Most recently, in September, a New Jersey jury in Middlesex County returned at $37 million verdict against talc asbestos defendants in four consolidated mesothelioma cases. After a two month trial in Johnson & Johnson’s home territory in northern New Jersey, the plaintiff D’Angella McNeill, who developed mesothelioma at age 38, was awarded $14.7 million, Douglas was awarded $7.25 million, David Etheridge was awarded $9.45 million, and William Ronning was awarded $5.9 million. Punitive damage awards are pending.

However, in August, a jury in Louisville, Kentucky issued a defense verdict in a case involving the mesothelioma death of the plaintiff Donna Ann Hayes, finding that defendants Johnson & Johnson and Colgate-Palmolive’s products were not a substantial factor in causing the plaintiff’s illness, and that the companies were not negligent in the manufacture of their products. In June, an Oakland, California jury awarded mesothelioma plaintiff Patricia Schmitz $12 million dollars, but rejected her claims for punitive damages. June also saw New York’s First Department reverse a jury’s 2015 award of $7 million to plaintiff Claudine DiScala for decedent Joan Robusto’s mesothelioma due to the insufficiency of the plaintiff’s causation expert’s reports.

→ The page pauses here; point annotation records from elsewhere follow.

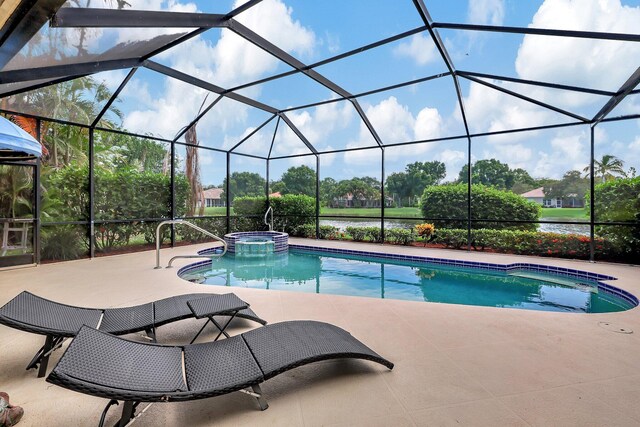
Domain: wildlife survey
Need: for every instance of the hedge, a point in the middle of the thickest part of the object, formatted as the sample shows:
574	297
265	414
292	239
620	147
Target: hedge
450	203
619	200
524	242
292	212
120	194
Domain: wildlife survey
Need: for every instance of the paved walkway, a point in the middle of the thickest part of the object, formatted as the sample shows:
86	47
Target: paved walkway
455	365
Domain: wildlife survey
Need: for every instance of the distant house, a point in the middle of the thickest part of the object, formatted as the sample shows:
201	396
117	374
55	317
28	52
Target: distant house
213	198
349	201
569	201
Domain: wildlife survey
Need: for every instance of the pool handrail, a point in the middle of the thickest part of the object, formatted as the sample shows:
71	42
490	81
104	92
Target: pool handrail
195	227
270	224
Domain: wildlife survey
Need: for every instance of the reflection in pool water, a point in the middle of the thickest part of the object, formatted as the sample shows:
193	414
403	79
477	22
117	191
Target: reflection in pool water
386	278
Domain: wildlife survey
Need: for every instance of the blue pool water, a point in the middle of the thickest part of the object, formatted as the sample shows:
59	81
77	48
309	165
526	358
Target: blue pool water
348	274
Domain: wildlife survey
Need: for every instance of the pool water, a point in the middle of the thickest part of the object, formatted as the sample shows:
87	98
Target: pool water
341	274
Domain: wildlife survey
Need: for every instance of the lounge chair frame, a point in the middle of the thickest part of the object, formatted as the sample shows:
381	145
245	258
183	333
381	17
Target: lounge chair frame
31	313
103	365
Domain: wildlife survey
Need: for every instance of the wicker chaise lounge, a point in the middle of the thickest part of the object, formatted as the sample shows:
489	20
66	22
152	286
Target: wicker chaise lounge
100	364
31	313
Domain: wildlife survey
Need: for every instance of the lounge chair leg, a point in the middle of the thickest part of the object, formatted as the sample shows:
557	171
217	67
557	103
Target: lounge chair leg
42	357
128	412
261	400
151	333
106	409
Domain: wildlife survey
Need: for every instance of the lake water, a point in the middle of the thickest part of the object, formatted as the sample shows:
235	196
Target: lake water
577	228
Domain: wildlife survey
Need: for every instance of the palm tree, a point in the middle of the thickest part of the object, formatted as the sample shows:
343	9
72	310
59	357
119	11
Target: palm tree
607	168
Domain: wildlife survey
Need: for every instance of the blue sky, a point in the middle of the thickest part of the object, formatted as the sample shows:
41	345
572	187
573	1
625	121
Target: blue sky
313	31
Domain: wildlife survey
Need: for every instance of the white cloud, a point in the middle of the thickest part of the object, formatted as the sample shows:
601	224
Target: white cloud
228	62
486	12
454	160
593	63
319	125
394	123
516	155
489	110
420	48
568	151
428	124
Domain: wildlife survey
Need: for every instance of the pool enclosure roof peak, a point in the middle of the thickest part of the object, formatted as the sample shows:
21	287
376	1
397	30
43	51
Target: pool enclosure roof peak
317	62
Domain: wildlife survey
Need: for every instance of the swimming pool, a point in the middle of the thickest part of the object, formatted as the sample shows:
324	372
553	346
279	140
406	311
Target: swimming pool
309	269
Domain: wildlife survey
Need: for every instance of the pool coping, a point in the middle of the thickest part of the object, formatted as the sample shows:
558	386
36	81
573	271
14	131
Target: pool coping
504	267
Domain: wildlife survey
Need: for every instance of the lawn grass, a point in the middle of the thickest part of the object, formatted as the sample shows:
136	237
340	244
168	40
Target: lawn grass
566	213
400	212
217	211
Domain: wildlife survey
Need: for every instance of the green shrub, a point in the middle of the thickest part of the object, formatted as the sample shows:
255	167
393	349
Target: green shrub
63	242
358	234
327	232
619	200
450	203
523	242
400	236
362	234
291	212
451	238
249	213
121	194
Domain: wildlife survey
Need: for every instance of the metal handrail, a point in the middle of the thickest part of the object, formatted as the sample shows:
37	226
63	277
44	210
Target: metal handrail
195	227
265	218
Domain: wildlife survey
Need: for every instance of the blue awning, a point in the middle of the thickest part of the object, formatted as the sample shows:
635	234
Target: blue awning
16	143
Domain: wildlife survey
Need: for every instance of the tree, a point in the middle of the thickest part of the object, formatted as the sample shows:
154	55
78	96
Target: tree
327	190
298	180
489	172
114	150
397	185
79	100
572	185
244	184
606	168
415	179
360	188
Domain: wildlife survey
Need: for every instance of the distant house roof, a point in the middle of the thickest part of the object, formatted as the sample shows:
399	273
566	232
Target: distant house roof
212	193
538	192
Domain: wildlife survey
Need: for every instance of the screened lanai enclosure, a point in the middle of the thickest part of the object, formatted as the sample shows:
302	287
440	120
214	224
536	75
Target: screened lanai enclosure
500	126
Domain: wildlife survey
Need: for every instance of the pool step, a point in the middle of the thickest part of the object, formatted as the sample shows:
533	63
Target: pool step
557	280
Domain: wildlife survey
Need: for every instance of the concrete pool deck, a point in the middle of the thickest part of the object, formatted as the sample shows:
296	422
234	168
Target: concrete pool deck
455	364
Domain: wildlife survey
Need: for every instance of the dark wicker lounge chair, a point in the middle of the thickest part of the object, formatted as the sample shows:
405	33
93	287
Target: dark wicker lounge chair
31	313
100	364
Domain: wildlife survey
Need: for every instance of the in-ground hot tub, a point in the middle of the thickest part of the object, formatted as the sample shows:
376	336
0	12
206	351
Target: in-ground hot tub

In late May, juries in South Carolina and New York rendered talc asbestos verdicts of differing results. In Richland County, South Carolina, a state court jury rejected claims that talc products contributed to Beth-Anee Johnson’s peritoneal mesothelioma. While in New York, a jury awarded Donna Olson $25 million in compensatory damages, and $300 million in punitive damages. Talc defendants continue to maintain that talc powder products do not contain asbestos or cause cancer, as supported by decades of clinical testing and investigation, and have vowed to pursue appeals in every trialdefeat. Methodologies in the testing of talc products for alleged asbestos contamination have been in dispute in every one of these cases, and at least one court has granted a Daubert motion challenging an expert’s methods. As the plaintiffs and the defendants have each had their own significant victories and setbacks, we’ll undoubtedly continue to see more trials and verdicts as all sides suss out the science in courtrooms throughout the country.